Why You Should do a Website Audit at Least Once Per Year
If you own a website, chances are you’ve replaced outdated content. But how often do you do a systematic website audit to ensure that all of your content is current, reliable, and authoritative? How often do you check all the links on your website to make sure they still lead somewhere? How often do you assess each piece of content for its effectiveness in light of your organizational goals and your target consumer base?
If your answer to questions like these is: “Errr,” you might want to consider instituting a yearly website audit to make sure your content is ship-shape and gets updated properly.
What Do You Mean by Website Audit?
A website audit is an assessment of the strengths and weaknesses of your website’s content. Also called a content audit, the goal is to systematically go through all the information on your website in order to improve it.
You can audit for:
- Appropriateness: Is the content appropriate for your target audience?
- Currency: Is the content current or is it outdated?
- Reliability: Is the content reliable when compared to content from competitors? Are you saying anything that might be easily disputed once a consumer is using your product or service? If you’re a non-profit: are you citing information relating to your cause correctly? Is there better information out there from another source?
- Authoritativeness: Is the content authoritative? Does it contain information that marks you as a leader in your industry? Or does it make you sound like a newbie?
- SEO: Is the content optimized for key search factors like keyword density, keyword placement, and length?
The overall goal of any website audit is to closely examine your website’s content to ensure that it is the best it can possibly be. Consumers often won’t buy from a poorly maintained website. If you have outdated, inaccurate, or ineffective content on your website, chances are you are not putting your best foot forward online.
How Often Should I Perform a Website Audit?
This is a question we get asked by a lot of our clients. Our answer is always that it depends on the flow of content within your organization. If you are constantly updating your website, then you probably need to perform an audit every couple months to make sure your content is where it needs to be. If you update your website rarely, then you probably don’t need to audit as often.
Regardless of what type of organization you are, however, you should probably be auditing your website at least once per year. Many members of organizations we’ve worked with or spoken to have confessed that they’ve never done an audit of their website audit or can’t remember the last time they did one. Most people who own websites seem to be in the mode of “putting out fires”: when they notice something is updated, they hurry up and repair it. Other than that, their content goes unchecked.
It’s better to be doing an audit every year, just like preparing your taxes, then not at all.
What Are the Impacts of Not Doing Regular Audits?
The problem is that content that goes unchecked by you can still be seen by consumers. Content that may have been cutting edge a couple years ago might be lagging behind the competition today.

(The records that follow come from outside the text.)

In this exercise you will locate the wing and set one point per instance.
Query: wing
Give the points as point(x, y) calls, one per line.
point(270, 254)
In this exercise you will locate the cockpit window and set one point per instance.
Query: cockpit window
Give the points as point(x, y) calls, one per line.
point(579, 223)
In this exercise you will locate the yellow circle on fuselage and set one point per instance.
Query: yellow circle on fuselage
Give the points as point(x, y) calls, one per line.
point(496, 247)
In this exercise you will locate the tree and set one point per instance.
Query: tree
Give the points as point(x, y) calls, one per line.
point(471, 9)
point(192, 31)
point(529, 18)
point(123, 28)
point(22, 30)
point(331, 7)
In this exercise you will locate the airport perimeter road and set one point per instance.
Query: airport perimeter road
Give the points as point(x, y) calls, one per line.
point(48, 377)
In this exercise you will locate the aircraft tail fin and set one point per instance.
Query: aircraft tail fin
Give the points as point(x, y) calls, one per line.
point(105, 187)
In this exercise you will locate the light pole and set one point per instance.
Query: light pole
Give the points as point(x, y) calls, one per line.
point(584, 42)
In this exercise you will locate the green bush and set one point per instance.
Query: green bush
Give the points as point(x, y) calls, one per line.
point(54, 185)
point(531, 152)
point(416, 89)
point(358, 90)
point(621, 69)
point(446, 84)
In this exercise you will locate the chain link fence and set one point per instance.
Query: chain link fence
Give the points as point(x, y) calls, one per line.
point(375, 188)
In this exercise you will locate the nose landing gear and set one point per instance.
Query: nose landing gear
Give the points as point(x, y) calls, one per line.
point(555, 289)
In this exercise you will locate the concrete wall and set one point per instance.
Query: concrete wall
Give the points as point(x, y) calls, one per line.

Some of the negative impacts we have detected in client websites that haven’t been audited regularly include:
- Alienation of target consumers due to messaging that doesn’t appeal to the types of people you’re trying to attract
- Falling behind competitors when it comes to customer or donor attraction and retention
- Customer/donor frustration at having content delivered to them that is unreliable or factually inaccurate
- Loss of market position due to appearing less authoritative than a competitor
- Poor showing in search engine results due to missed keyword opportunities or ineffective writing
In other words, it simply doesn’t pay to leave content up too long. In fact, it can cost your organization significant resources in the form of lost revenue, poor customer / donor retention, or poor engagement with potential leads.
Do Yourself a Favor: Schedule Your Next Website Audit Today
If you haven’t done an audit of your website in the last year, or if you have concerns about any of the factors mentioned in this article, set aside time to do an audit of your site before the problems intensify. You owe yourself the peace-of-mind that comes with knowing that visitors to your website will see the most up-to-date content possible.